Why the Healing Process Isn’t Linear
Mental health recovery involves more than positive thinking or good habits. It includes:
Changing deeply ingrained thought patterns
Healing trauma stored in the nervous system
Navigating real-life triggers
Rewiring how the brain responds to stress, sadness, or fear
These changes take time. And they don’t follow a straight, upward path.Therapy progress often looks like progress → pause → dip → insight → progress again. That’s normal.
Common Reasons for Therapy Setbacks
Wondering why you feel stuck again after making progress in therapy or depression recovery? Here are a few possibilities:
1. Deeper Emotional Work Unfolding
Often, therapy begins with surface-level issues. As trust builds, deeper emotional pain may surface. This can feel like regression, but it’s actually forward movement into meaningful healing.
2. Old Habits Triggered by Stress
Life stressors (work, family, relationships) can re-activate old thought patterns. You're not "going back," your brain is simply returning to familiar coping mechanisms under pressure.
3. The Nervous System Needs Time
Healing trauma or chronic depression means retraining your body to feel safe. This process often comes with ups and downs as your system recalibrates.
What to Do When Therapy or Healing Feels Stuck
1. Acknowledge Your Progress
Recovery isn't only measured by how good you feel—it's measured by your capacity to keep showing up, even when it's hard.
Look for signs of growth like:
Reacting more calmly than you used to
Taking breaks instead of pushing through
Reaching out for help sooner
2. Adjust Expectations
Let go of the belief that healing has to be fast or linear. Setbacks aren't the opposite of progress, they're evidence of change happening beneath the surface.
3. Talk About It with Your Counsellor
Bringing your frustration or self-doubt into session is valuable. It opens up deeper work and allows your therapist to meet you where you are.

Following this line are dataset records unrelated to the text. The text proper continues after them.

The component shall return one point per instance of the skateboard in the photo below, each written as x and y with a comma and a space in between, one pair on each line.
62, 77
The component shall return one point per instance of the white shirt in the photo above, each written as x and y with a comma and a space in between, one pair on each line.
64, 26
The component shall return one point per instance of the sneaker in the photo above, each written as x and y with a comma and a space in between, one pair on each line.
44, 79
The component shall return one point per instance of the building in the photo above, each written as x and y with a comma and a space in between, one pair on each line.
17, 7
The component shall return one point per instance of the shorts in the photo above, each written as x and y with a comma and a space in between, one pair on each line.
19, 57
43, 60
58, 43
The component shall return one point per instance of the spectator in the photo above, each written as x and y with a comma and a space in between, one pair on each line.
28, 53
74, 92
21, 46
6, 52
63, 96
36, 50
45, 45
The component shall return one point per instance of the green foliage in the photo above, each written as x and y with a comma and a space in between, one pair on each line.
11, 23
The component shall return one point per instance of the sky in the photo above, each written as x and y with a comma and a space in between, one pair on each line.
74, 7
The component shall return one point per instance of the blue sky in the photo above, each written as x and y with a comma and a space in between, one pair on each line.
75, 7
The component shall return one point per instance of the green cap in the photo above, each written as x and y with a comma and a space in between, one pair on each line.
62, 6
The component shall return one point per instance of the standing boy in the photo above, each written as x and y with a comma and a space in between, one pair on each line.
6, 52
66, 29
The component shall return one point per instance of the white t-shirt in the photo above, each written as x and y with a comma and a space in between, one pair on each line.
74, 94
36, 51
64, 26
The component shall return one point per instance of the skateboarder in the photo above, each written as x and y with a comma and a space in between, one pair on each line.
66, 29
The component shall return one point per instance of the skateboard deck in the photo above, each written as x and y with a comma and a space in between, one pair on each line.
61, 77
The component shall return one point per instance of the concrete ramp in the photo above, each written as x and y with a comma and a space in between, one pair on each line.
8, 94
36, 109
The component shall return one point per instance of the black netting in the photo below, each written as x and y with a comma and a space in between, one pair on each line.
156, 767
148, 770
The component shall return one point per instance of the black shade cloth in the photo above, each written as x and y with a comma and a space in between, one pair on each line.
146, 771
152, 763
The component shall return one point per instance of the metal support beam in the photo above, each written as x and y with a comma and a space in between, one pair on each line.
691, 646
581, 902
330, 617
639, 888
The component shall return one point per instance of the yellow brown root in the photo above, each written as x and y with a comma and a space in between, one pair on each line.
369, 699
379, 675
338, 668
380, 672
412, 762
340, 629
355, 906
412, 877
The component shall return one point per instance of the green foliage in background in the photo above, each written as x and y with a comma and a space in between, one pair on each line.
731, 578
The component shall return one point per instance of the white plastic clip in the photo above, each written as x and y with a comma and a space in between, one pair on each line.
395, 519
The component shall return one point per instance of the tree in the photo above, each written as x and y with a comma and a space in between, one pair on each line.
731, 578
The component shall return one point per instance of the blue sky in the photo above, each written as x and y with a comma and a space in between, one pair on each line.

4. Practice Self-Compassion
Research shows that self-compassion improves resilience and emotional regulation. Speak to yourself as you would to a close friend:
“It’s okay to have hard days. I’m still healing. I haven’t failed.”
Final Thoughts: Healing Takes Time and That’s Okay
Healing isn’t a destination; it’s an ongoing relationship with yourself. There will be days when you feel strong and capable. And there will be days when you’re not sure how to keep going.
Both kinds of days belong. Both are part of your mental health journey.
So the next time you feel stuck in therapy or discouraged in your recovery from depression, anxiety, trauma, or burnout remember this:
You’re not back at the beginning. You’re starting again with more awareness, more experience, and more strength than you had before. Keep going!